1) Is it possible to do operations (multiplication, division, addition, subtraction) between unequal-sized data.tables using data.table
or will it have to be done with data.frame
?
The following example is a simplified version of my original posting.

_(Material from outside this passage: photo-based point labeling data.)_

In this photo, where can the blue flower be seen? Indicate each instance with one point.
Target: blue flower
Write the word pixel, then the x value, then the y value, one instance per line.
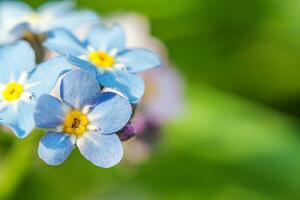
pixel 15 16
pixel 84 117
pixel 103 52
pixel 21 82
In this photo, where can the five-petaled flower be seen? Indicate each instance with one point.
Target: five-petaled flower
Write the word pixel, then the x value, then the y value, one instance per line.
pixel 15 16
pixel 104 52
pixel 84 117
pixel 22 82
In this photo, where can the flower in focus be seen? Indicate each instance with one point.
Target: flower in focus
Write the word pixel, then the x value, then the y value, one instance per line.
pixel 103 52
pixel 85 118
pixel 16 16
pixel 22 82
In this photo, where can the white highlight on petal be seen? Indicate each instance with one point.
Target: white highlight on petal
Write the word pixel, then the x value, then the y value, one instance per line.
pixel 91 127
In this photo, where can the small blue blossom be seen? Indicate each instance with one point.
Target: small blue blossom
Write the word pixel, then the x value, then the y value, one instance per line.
pixel 84 117
pixel 22 82
pixel 103 52
pixel 15 16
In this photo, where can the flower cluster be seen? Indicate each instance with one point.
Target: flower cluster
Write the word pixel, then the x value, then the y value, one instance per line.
pixel 163 98
pixel 84 93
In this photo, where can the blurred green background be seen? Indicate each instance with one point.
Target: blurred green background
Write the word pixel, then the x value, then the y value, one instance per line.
pixel 239 137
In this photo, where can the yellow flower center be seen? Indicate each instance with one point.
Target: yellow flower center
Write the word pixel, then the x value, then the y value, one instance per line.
pixel 102 59
pixel 12 91
pixel 75 123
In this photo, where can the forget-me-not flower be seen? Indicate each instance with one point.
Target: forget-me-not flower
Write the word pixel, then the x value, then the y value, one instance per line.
pixel 15 16
pixel 84 117
pixel 22 82
pixel 104 52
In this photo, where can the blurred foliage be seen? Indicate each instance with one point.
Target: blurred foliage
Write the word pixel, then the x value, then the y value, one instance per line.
pixel 239 136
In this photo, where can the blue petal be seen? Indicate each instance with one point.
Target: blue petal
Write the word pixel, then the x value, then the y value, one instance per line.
pixel 19 118
pixel 64 42
pixel 137 60
pixel 55 148
pixel 111 114
pixel 106 39
pixel 45 76
pixel 128 84
pixel 82 64
pixel 79 88
pixel 16 59
pixel 49 112
pixel 102 150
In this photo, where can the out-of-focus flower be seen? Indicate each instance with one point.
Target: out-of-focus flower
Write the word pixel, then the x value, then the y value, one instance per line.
pixel 163 98
pixel 104 53
pixel 85 118
pixel 22 82
pixel 16 16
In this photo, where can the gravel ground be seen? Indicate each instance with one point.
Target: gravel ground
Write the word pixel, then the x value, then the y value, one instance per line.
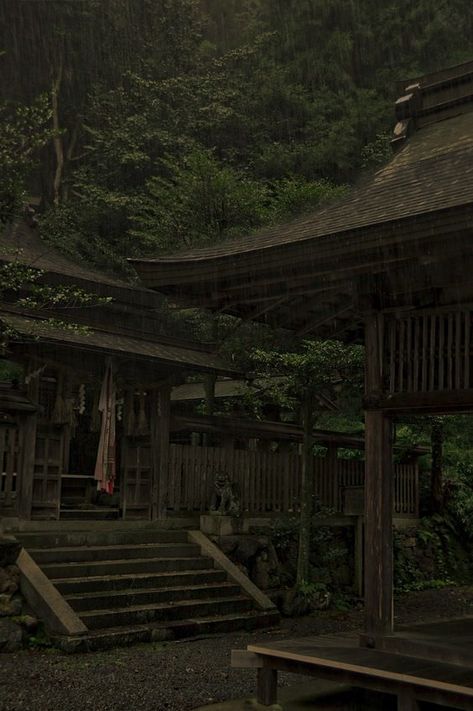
pixel 183 675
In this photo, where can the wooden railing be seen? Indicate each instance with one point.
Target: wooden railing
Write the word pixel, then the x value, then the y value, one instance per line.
pixel 429 352
pixel 271 482
pixel 8 466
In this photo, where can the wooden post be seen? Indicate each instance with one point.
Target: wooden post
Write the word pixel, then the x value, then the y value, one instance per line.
pixel 267 686
pixel 26 461
pixel 359 526
pixel 160 423
pixel 406 701
pixel 378 493
pixel 332 461
pixel 27 456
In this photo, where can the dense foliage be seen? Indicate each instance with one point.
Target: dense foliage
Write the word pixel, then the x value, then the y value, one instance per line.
pixel 174 122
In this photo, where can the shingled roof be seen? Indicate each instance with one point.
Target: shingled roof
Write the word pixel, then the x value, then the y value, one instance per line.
pixel 42 331
pixel 398 217
pixel 21 242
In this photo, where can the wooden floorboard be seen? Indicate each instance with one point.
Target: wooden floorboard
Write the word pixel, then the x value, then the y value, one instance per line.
pixel 333 654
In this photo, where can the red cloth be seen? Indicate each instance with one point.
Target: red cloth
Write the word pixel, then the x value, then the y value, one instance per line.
pixel 105 467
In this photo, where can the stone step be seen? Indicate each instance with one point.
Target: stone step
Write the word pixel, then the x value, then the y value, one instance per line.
pixel 180 629
pixel 79 554
pixel 121 536
pixel 110 583
pixel 92 514
pixel 129 598
pixel 165 612
pixel 123 567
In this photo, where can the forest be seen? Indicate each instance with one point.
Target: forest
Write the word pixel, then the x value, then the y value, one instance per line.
pixel 145 127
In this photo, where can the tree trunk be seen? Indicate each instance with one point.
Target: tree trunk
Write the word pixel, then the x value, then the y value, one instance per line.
pixel 436 486
pixel 57 140
pixel 307 490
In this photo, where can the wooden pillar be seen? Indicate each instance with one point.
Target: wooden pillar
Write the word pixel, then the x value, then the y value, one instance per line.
pixel 27 445
pixel 378 493
pixel 406 701
pixel 26 460
pixel 359 565
pixel 332 462
pixel 160 400
pixel 267 686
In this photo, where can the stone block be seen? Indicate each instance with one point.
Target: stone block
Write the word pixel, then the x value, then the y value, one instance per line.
pixel 9 580
pixel 10 606
pixel 11 636
pixel 9 551
pixel 217 525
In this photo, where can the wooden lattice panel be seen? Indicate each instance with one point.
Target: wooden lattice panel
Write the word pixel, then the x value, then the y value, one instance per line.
pixel 428 353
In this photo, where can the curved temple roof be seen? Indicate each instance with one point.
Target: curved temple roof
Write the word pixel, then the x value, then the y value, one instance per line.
pixel 394 226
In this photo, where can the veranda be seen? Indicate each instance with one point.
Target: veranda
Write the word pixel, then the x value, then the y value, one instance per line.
pixel 391 264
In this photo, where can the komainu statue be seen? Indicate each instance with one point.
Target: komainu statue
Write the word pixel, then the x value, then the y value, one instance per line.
pixel 225 500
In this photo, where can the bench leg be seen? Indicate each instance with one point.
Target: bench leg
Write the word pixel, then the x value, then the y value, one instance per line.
pixel 267 686
pixel 406 701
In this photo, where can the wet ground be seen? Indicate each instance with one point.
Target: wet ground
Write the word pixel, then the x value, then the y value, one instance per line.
pixel 180 676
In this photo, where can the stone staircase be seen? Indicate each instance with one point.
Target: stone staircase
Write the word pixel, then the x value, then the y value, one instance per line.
pixel 141 585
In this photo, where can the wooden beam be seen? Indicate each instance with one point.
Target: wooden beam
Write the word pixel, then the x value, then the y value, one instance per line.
pixel 378 492
pixel 319 321
pixel 440 402
pixel 267 686
pixel 160 400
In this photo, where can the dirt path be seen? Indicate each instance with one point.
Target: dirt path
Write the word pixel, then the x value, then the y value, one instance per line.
pixel 178 676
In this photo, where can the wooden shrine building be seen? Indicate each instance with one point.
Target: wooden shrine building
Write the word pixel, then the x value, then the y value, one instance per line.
pixel 51 427
pixel 390 264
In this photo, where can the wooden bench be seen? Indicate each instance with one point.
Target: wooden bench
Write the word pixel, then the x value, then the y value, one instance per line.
pixel 341 659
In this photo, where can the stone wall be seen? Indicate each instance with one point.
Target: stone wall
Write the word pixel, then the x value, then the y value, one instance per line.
pixel 15 624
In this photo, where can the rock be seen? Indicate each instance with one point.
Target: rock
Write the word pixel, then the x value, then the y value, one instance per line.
pixel 9 551
pixel 9 582
pixel 28 623
pixel 10 606
pixel 342 575
pixel 260 573
pixel 11 636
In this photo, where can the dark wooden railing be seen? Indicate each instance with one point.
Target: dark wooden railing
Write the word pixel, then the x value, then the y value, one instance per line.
pixel 8 466
pixel 429 352
pixel 271 482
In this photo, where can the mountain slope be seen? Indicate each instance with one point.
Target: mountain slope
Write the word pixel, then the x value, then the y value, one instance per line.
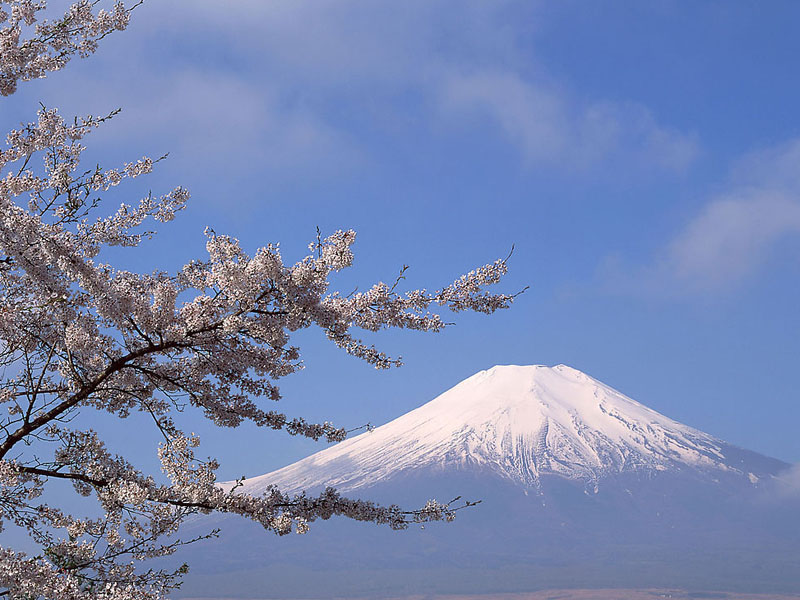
pixel 522 423
pixel 580 487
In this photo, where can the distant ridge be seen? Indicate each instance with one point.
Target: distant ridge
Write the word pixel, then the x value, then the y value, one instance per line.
pixel 522 423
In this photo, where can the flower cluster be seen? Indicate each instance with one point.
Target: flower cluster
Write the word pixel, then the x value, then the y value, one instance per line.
pixel 215 336
pixel 30 48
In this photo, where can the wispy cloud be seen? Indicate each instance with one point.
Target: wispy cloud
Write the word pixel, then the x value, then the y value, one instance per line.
pixel 732 236
pixel 551 129
pixel 312 83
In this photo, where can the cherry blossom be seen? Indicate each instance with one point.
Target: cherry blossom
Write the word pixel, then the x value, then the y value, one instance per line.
pixel 78 334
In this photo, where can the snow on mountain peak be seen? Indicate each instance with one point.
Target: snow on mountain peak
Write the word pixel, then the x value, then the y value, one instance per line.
pixel 519 422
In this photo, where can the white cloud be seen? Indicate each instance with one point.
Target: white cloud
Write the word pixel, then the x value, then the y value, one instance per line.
pixel 456 59
pixel 550 129
pixel 732 236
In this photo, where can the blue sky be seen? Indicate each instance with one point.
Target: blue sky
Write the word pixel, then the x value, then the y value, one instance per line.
pixel 642 158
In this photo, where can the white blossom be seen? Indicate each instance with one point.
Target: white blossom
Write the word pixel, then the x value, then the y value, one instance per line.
pixel 215 336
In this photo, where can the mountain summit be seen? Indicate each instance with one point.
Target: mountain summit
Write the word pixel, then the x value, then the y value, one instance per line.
pixel 522 423
pixel 580 486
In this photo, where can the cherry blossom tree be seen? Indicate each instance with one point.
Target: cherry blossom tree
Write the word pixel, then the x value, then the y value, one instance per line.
pixel 78 334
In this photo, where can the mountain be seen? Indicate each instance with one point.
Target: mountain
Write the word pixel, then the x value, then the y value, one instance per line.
pixel 580 486
pixel 522 423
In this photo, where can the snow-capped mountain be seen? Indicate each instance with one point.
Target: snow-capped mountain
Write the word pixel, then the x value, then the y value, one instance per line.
pixel 580 486
pixel 521 423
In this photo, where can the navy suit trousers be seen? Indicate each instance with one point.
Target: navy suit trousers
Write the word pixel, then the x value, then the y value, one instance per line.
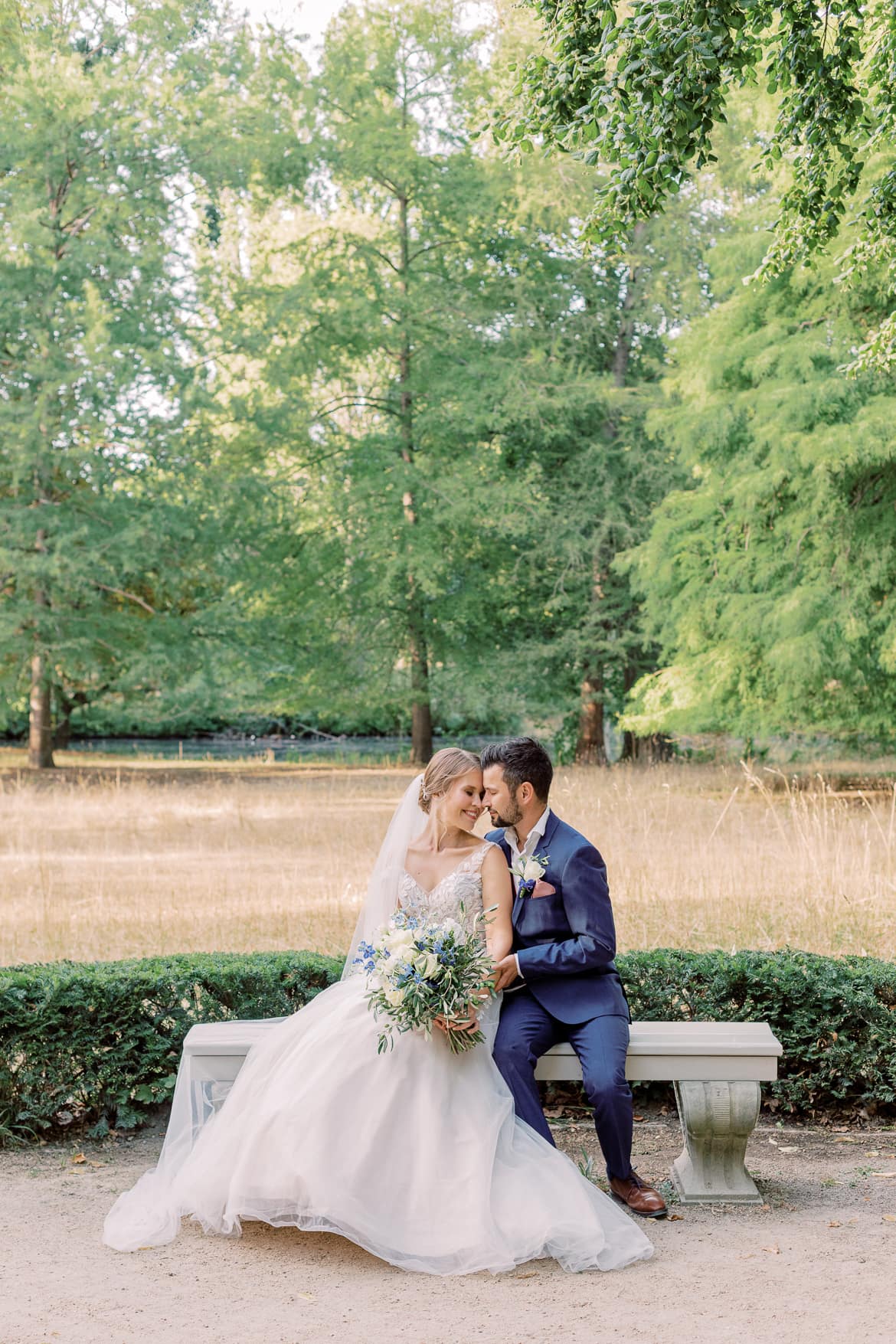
pixel 527 1031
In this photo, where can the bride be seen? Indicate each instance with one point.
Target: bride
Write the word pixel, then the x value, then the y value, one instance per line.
pixel 415 1153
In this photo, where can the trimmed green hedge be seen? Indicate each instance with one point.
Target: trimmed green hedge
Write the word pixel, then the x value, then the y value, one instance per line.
pixel 96 1046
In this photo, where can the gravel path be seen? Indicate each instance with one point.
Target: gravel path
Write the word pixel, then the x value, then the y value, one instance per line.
pixel 816 1262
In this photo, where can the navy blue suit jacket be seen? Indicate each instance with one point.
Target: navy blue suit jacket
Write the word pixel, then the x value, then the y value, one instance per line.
pixel 566 943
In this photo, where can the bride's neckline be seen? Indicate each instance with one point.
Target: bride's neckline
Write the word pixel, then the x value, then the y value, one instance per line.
pixel 450 874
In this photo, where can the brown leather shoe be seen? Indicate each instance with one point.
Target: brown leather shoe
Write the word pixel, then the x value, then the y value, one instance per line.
pixel 639 1196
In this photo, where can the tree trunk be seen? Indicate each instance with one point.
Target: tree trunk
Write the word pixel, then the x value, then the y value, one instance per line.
pixel 590 746
pixel 420 711
pixel 39 708
pixel 590 749
pixel 417 648
pixel 39 717
pixel 623 352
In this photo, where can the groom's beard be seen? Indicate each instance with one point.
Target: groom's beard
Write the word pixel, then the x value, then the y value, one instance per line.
pixel 509 819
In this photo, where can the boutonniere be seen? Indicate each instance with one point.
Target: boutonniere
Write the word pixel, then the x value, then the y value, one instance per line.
pixel 528 871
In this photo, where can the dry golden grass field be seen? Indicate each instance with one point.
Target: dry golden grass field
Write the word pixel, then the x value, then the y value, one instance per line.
pixel 103 861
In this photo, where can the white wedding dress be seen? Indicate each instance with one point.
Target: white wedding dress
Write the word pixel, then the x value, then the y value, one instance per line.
pixel 414 1155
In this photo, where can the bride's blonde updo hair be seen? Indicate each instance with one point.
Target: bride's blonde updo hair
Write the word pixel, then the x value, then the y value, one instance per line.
pixel 446 765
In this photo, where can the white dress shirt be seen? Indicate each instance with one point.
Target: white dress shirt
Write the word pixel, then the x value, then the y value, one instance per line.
pixel 525 852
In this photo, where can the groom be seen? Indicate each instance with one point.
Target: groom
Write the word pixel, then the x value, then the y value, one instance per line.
pixel 562 980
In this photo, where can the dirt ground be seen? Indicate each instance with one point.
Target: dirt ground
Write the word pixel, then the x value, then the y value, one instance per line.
pixel 816 1262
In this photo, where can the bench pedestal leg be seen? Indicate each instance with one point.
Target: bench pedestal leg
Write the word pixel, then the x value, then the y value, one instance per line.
pixel 716 1121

In my actual data set, it would be A1:A12, B1:B12, C1:C12, E1:E12, F1:F12, etc. I've added in columns J and K to get close to my original data set and to show that I can not do the following in a matrix.
# Sample Data
library(data.table)
input1a <- data.table(ID = c(37, 45, 900),
A1 = c(1, 2, 3),
A2 = c(43, 320, 390),
B1 = c(-0.94, 2.2, -1.223),
B2 = c(2.32, 4.54, 7.21),
C1 = c(1, 2, 3),
C2 = c(-0.94, 2.2, -1.223),
D = c(43, 320, 390),
J = paste0("measurement_1", 1:3),
K = paste0("type_1", 1:3))
setkey(input1a, ID)
input1a
# ID A1 A2 B1 B2 C1 C2 D J K
# 1: 37 1 43 -0.940 2.32 1 -0.940 43 measurement_11 type_11
# 2: 45 2 320 2.200 4.54 2 2.200 320 measurement_12 type_12
# 3: 900 3 390 -1.223 7.21 3 -1.223 390 measurement_13 type_13
input2a <- data.table(ID = c(37, 45, 900),
E1 = c(23, -0.2, 12),
E2 = c(-0.33, -0.012, -1.342))
setkey(input2a, ID)
input2a
# ID E1 E2
# 1: 37 -0.6135756 -0.330
# 2: 45 -0.0124872 -0.012
# 3: 900 -0.4165049 -1.342
outputa <- 0.00066 * input1a[, c(4:5), with = FALSE] *
input1a[, 8, with = FALSE] * input2a[, c(2:3), with = FALSE] # no keys, but would
# like to keep the keys
# outputa <- 0.00066 * B1:B2 * D * A1:A2 / referring back to the column names
setnames(outputa, 2:3, c("F1", "F2"))
Result using outputa
outputa # using existing code and gives a result with no keys
# F1 F2
# 1: -0.6135756 -0.02172773
# 2: -0.0929280 -0.01150618
# 3: -3.7776024 -2.49055607
In the following code I took outputa, which did not keep the keys, and rewrote outputa as outputause. I would like to have the following question answered so that I can perform the needed operations on the data set while keeping the keys intact.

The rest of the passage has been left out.